Our observation that GI disturbances and leukopaenia were common adverse effects of MMF is comparable to previous reports.23,24,25,26,27,28,29,30 In the present study, it took about 5 months to develop these adverse effects while on MMF therapy. In about one-fifth of the study population, the adverse effects were significant, but a decrease in MMF dosage was able to bring the effects under control in approximately half of these patients. More importantly, in each of these patients, dosage decrease did not lead to uveitis relapse. Only about 12% of the study population had to stop MMF completely because of intolerable adverse effects.

This retrospective study is limited by its lack of a control group, small study population, and variable follow-up time. The ascertainment of time to inflammation control and adverse effects was undoubtedly influenced by the study's retrospective nature. However, the patients in this study were evaluated both ophthalmically and hematologically every 6 weeks; hence, it is likely that the timing was accurate to within that time frame. In addition, in our assessment of MMF monotherapy in uveitis control, we attempted to circumvent the problem of variable follow-ups by defining the two subgroups of Durable Disease Control and Short-term Inflammation Control, thereby demonstrating the therapy's effectiveness in patients with both shorter and longer follow-ups alike. This was by no means perfect in dealing with the variable follow-ups, as some patients in Short-term Inflammation Control would have likely been categorised under Durable Disease Control if the follow-up were longer. Nevertheless, this cross-sectional analysis offers a glimpse at what MMF monotherapy was able to accomplish in our study population. Moreover, variable follow-ups especially affect one's ability to evaluate a medication's safety profile, and we compensated for this by presenting the frequencies as well as the rates (in terms of person-year) of adverse effects in our study population. In addition, our centre is a tertiary uveitis referral centre, and thus there is a potential bias towards those patients with more stubborn diseases. Despite these limitations, we have chosen to present these data because the results are very impressive in that MMF without any concurrent corticosteroids and/or immunomodulatory agents was able to induce inflammation control in many of the study patients. We believe that experts who deal with paediatric uveitis regularly may benefit from using MMF as part of the therapeutic repertoire.

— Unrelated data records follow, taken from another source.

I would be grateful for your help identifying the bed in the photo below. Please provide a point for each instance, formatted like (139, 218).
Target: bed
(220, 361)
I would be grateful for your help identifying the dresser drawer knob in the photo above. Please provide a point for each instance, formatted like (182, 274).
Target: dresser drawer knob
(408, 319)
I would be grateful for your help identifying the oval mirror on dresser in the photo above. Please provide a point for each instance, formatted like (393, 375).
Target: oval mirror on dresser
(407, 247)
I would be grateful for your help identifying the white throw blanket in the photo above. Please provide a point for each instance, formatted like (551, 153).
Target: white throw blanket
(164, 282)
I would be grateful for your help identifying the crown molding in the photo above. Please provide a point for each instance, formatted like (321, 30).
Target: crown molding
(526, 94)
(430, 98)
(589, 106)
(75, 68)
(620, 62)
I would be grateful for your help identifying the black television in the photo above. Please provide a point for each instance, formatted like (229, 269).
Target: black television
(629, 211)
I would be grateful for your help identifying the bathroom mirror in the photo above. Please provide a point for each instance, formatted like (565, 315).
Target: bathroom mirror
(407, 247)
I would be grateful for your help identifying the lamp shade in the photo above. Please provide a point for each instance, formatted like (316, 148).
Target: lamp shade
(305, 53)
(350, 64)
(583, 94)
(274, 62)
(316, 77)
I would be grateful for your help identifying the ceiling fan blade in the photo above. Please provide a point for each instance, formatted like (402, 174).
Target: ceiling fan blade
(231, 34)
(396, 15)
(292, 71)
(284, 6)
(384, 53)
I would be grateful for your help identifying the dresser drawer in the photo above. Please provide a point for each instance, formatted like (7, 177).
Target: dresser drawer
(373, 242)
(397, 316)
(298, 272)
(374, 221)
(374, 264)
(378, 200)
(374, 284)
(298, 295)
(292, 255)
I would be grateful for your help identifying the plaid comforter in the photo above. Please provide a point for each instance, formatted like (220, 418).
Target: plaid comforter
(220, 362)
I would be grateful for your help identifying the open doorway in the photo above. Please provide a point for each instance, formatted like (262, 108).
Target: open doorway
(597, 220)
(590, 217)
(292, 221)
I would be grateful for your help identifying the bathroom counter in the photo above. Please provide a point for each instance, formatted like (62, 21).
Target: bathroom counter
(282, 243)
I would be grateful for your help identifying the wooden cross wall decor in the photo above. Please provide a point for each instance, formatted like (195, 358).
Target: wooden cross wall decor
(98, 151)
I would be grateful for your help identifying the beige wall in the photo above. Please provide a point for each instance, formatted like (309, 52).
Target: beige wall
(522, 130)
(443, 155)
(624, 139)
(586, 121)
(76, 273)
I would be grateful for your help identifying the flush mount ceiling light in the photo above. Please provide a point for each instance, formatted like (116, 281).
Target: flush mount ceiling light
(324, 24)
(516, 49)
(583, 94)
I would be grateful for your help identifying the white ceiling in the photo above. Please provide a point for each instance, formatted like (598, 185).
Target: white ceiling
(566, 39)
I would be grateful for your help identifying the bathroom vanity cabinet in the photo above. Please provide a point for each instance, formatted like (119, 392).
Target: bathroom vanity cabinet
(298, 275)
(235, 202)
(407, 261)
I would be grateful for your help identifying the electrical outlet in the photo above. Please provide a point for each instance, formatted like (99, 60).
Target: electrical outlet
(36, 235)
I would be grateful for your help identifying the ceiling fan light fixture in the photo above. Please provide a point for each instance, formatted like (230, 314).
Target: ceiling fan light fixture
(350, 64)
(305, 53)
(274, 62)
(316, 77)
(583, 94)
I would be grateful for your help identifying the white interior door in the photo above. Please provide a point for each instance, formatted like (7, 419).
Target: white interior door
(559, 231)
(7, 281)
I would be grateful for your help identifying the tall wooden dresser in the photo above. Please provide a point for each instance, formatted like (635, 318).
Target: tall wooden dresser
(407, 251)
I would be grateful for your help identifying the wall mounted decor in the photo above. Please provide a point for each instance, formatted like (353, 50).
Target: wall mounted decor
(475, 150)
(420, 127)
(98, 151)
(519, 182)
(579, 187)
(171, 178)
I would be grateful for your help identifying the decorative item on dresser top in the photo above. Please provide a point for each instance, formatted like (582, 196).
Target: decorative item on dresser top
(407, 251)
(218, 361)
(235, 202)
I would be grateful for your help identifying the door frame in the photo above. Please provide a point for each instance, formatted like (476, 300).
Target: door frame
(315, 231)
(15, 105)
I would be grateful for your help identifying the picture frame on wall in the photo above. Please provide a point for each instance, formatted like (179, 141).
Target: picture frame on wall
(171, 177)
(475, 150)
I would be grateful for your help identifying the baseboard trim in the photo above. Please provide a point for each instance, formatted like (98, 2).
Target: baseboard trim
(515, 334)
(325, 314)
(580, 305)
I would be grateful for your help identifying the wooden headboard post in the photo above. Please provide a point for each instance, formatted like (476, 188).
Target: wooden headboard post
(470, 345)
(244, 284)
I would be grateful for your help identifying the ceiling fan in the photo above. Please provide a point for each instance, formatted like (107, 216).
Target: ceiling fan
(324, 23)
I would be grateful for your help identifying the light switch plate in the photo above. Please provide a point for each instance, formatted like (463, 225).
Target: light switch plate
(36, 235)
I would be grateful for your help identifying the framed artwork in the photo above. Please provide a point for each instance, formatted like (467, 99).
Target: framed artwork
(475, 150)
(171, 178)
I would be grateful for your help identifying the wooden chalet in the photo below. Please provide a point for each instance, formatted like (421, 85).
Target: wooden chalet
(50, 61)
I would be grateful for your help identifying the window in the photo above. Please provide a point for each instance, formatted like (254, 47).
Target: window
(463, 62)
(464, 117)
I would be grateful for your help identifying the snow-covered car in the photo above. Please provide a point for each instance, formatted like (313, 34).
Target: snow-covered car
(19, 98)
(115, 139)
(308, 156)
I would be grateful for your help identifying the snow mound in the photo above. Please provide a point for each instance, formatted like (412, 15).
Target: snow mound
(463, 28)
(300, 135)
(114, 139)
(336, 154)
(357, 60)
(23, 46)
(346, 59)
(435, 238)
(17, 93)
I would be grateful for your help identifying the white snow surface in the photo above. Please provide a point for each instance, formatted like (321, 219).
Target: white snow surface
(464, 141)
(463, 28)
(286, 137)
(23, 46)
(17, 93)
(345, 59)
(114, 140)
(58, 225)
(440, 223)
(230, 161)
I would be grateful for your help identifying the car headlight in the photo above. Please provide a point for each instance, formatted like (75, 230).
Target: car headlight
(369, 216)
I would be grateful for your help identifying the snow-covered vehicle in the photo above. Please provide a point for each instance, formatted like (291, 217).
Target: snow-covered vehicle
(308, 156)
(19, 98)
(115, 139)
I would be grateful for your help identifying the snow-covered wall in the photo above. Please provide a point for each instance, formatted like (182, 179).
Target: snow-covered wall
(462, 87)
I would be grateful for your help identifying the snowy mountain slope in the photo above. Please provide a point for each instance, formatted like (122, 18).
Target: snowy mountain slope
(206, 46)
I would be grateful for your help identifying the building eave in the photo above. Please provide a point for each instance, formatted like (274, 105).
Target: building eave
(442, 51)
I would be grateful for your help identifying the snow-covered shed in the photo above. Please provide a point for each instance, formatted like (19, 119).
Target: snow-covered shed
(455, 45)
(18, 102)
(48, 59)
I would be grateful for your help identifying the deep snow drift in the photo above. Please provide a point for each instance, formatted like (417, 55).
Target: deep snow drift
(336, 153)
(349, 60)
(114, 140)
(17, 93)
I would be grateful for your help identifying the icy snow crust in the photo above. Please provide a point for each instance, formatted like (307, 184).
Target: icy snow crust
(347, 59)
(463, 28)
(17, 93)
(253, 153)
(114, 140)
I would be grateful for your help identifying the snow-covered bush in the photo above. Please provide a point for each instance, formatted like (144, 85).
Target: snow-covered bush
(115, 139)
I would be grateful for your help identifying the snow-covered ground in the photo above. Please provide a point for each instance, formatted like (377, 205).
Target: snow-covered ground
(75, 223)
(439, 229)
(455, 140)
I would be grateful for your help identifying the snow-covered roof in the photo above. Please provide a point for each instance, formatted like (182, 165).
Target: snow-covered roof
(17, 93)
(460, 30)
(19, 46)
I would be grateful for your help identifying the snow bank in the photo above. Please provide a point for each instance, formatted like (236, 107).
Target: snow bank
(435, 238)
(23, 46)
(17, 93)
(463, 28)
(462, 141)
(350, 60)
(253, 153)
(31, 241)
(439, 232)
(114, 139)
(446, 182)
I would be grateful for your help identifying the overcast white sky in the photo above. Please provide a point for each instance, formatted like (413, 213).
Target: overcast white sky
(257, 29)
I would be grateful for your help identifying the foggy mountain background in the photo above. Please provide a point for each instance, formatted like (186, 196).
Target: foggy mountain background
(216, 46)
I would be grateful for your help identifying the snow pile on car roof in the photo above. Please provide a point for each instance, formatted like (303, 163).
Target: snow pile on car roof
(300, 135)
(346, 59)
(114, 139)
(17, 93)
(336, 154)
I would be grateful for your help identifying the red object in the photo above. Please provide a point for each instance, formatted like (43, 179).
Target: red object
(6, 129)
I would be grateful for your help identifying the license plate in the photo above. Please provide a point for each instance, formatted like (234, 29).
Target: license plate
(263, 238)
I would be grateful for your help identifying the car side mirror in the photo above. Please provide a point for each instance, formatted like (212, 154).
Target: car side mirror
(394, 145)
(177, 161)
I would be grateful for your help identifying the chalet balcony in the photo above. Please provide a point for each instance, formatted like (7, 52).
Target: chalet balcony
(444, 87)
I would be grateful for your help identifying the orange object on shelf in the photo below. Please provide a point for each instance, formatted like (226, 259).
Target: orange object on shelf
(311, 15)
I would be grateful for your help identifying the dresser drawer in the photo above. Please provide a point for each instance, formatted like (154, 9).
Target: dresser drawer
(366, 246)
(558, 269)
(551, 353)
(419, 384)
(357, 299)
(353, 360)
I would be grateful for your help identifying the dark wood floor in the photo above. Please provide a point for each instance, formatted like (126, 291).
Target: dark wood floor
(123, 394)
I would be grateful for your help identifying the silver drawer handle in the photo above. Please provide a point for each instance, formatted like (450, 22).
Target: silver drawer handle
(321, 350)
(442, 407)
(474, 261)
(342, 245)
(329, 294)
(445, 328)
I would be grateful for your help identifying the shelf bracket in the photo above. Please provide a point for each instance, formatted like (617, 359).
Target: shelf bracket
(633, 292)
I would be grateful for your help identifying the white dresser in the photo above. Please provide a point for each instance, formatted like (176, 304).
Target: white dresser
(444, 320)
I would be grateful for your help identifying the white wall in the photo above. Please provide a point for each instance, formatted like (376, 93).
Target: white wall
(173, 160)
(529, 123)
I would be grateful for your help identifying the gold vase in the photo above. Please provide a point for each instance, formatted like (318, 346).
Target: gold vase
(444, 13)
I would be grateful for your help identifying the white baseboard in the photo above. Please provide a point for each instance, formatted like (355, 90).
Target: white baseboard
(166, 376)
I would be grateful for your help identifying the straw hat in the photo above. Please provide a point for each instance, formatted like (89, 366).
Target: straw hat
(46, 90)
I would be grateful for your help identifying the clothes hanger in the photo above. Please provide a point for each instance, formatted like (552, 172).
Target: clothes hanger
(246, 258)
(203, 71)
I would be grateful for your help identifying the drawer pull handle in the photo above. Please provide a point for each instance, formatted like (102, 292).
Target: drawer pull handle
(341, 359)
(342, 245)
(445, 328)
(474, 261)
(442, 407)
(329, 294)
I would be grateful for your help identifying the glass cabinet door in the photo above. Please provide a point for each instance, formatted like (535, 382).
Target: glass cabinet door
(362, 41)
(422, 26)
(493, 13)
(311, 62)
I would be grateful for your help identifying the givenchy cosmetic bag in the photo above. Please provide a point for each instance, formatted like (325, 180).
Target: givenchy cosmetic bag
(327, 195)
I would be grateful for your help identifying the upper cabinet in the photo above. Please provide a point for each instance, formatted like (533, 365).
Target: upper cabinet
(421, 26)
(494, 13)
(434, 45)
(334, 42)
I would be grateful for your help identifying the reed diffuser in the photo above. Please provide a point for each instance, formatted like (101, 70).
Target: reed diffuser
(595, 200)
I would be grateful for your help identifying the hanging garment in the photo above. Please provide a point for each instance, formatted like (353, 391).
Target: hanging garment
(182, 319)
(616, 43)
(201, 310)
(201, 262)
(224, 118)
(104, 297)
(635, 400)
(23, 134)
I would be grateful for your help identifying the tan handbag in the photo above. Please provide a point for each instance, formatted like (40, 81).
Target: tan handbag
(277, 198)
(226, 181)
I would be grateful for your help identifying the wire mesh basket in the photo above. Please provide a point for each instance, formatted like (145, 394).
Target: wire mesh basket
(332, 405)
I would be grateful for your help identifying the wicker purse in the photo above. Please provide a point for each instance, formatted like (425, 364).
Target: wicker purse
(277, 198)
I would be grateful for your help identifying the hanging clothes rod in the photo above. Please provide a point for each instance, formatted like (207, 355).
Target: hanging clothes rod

In summary, our results suggest that MMF monotherapy is an effective steroid-sparing strategy in paediatric autoimmune uveitis. It was able to induce control of uveitis in nearly three-quarters of the study population, without the need for any concurrent corticosteroid and/or other immunomodulatory agents. It also appeared to be tolerated well in this population. We believe that MMF represents a good alternative in children who have failed MTX as the first-line IMT or are not suitable candidates for MTX. MMF may also be effective in those with diseases unresponsive to calcineurin inhibitors and biological response modifiers, although more data are needed to assess this.